After a long day of highway riding and horrible food we were hoping to find a good renegade camp spot off the road. Not feeling comfortable with what we were finding and not confident we could explain ourselves if questioned with our minute understanding of the spanish language we ended up pulling into Ciudad Constitucion where we were told a camp site could be had. At the south end of the city we found an english man with a hotel that allowed us to camp on the property. His son, all of 12 years old, turns out to be an accomplished buggy racer in the area already and talked our ear off when ever he could about all things motorized. He was like an encyclopedia of knowledge on the subject and it was fun listening to him.
With some advice from them on how to link up some good dirt on the way to La Paz we took off again in the morning. Shortly after heading out James felt that mexican stomach rumble and holed up behind a bush for a minute while he squirted out yesterdays food. After that farting wasn't something he was taking lightly for the rest of Mexico!

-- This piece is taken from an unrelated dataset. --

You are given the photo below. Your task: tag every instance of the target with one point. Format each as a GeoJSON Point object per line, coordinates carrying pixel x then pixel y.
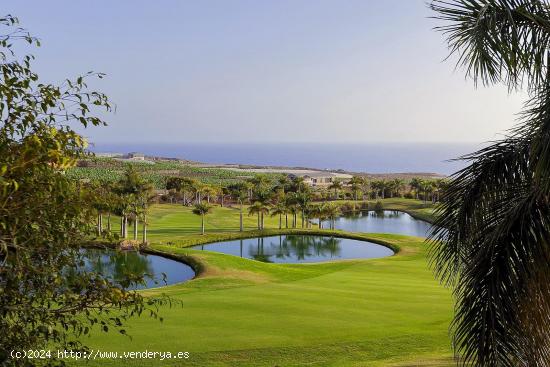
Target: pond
{"type": "Point", "coordinates": [383, 221]}
{"type": "Point", "coordinates": [298, 249]}
{"type": "Point", "coordinates": [119, 264]}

There are a lot of interesting areas in the middle of nowhere Baja where people have tiny communities set up. Usually just a couple houses and maybe a church with some super rough roads in and out. Rough roads that have the most incredible vistas and scenery. The hills are heavy in donkeys, goats and cattle that you have to keep aware of, and the people, while a bit shocked that some random gringos are coming through their area, are always super friendly and quick to exchange waves and smiles. Donkeys are my new favorite animal by the way. Having got a good dose of the much more lack luster views of Baja from the highway, I felt incredibly lucky to be spending most of my time on the peninsula far away from the pavement.
Late in the day we popped out of the hills and back on to the coast. All that separated us from La Paz and our ferry ride to Mazatlan was a mellow dirt road down the edge of the Sea of Cortez.